Tips to Reduce Driving Anxiety
Overcoming the anxiety of driving is a process, but we want to be clear. There will and should always be some level of fear when driving; otherwise, everyone would be driving recklessly without a care in the world. However, that fear should remain minimal and be understood that it serves a purpose. Having anxiety while driving is not to be expected, and this is what will take some work to manage and overcome. Since fear while driving is expected, but anxiety is not; it can be a challenge to sort through.
- Face the Anxiety
For many, this is easier said than done. If your anxiety is so pronounced you can't even get into a car, then it may not be possible. But for those who can muster the courage to drive, keep on driving. It should not be avoided even it causes you severe anxiety. If you start avoiding driving, your anxiety will only worsen, making it harder to chip away. With continued efforts, your anxiety should begin to lessen in strength and frequency. Those that completely avoid driving- or any phobia- you only confirm your fears, and you can't afford to do that if you want to overcome it.

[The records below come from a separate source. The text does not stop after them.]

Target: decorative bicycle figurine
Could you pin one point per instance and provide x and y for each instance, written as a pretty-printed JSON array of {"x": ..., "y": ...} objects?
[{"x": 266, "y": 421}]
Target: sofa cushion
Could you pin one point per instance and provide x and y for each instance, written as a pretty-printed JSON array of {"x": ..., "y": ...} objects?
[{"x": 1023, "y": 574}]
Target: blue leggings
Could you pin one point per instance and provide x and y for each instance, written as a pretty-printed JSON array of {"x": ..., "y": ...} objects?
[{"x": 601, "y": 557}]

- Don't Add to the Anxiety
Make sure that your driving is not adding to the anxiety you experience. Drive within the speed limit. Signal before you turn. Check your blind spots. The list could go on. One of the problems with driving anxiety is inadvertently contributing to your anxiety by driving haphazardly. If you drive recklessly, of course your driving anxiety will increase. So let’s work on minimizing it by ensuring that you aren’t a dangerous driver.

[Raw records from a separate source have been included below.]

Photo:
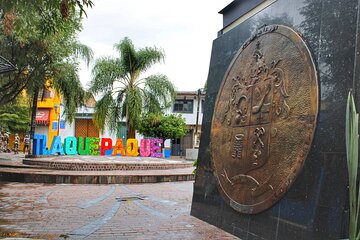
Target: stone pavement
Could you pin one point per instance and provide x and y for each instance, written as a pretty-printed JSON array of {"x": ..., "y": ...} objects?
[
  {"x": 93, "y": 169},
  {"x": 117, "y": 211}
]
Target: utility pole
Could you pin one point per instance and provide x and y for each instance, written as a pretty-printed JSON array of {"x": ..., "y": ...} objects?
[{"x": 197, "y": 115}]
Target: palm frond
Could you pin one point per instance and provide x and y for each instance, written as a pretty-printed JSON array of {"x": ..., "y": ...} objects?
[
  {"x": 83, "y": 52},
  {"x": 104, "y": 73},
  {"x": 102, "y": 110},
  {"x": 148, "y": 56},
  {"x": 127, "y": 53}
]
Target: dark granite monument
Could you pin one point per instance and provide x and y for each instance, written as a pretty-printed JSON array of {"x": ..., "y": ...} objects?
[{"x": 272, "y": 161}]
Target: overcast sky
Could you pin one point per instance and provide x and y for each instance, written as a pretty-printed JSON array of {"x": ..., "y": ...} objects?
[{"x": 183, "y": 29}]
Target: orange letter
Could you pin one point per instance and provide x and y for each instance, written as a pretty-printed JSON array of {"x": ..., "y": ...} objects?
[
  {"x": 119, "y": 148},
  {"x": 132, "y": 147},
  {"x": 106, "y": 144}
]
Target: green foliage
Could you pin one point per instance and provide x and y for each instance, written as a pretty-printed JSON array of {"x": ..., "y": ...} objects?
[
  {"x": 170, "y": 126},
  {"x": 352, "y": 145},
  {"x": 15, "y": 117},
  {"x": 124, "y": 94},
  {"x": 42, "y": 42}
]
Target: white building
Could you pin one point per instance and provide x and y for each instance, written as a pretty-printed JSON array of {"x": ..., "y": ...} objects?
[{"x": 190, "y": 104}]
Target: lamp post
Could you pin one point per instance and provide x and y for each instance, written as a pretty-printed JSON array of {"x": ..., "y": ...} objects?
[{"x": 200, "y": 90}]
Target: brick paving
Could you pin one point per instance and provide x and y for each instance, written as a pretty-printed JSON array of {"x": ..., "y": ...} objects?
[
  {"x": 93, "y": 169},
  {"x": 117, "y": 211}
]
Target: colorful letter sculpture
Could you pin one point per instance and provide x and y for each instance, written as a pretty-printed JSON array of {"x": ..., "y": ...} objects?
[
  {"x": 96, "y": 146},
  {"x": 155, "y": 147},
  {"x": 119, "y": 148}
]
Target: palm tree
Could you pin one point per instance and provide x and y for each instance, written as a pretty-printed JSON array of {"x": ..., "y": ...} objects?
[{"x": 124, "y": 94}]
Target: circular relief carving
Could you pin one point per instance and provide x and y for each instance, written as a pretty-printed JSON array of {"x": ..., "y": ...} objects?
[{"x": 264, "y": 119}]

- Drive in Safe/Slow Areas
Simply being behind the wheel in an anxiety-free environment can be beneficial, especially if you drive for long periods that can cause you to get tired or bored. Try finding a large, empty parking lot and driving through it for a while. The longer you drive without any distractions of hazards present, the more at ease you’ll become. As you keep driving, it should become monotonous, decreasing your anxiety even further. The more boring driving becomes, the less your anxiety will get stimulated (and the better you’ll feel and drive).
- Practice Mindfulness
Mindfulness is awareness. The more you become self-aware of tension and stress, the more you’ll be able to de-escalate your desire to panic. If you start to feel yourself gripping the steering wheel too hard, having dangerous wandering thoughts, shaking, etc., you will be able to better get control of your emotions. Once you can manage your emotions, your symptoms will soon begin to subside, and you should see a grand improvement in your overall stress levels. Mindfulness is about paying attention and addressing each example of stress one-by-one until you're more in control.
In addition to all of the tips above, traditional anti-anxiety strategies for phobias, panic attacks, and generalized anxiety are all extremely valuable. Though the treatments may not be specifically for driving anxiety, they do address several of the thoughts and symptoms related to driving anxiety and can help you comfortably get back behind the wheel.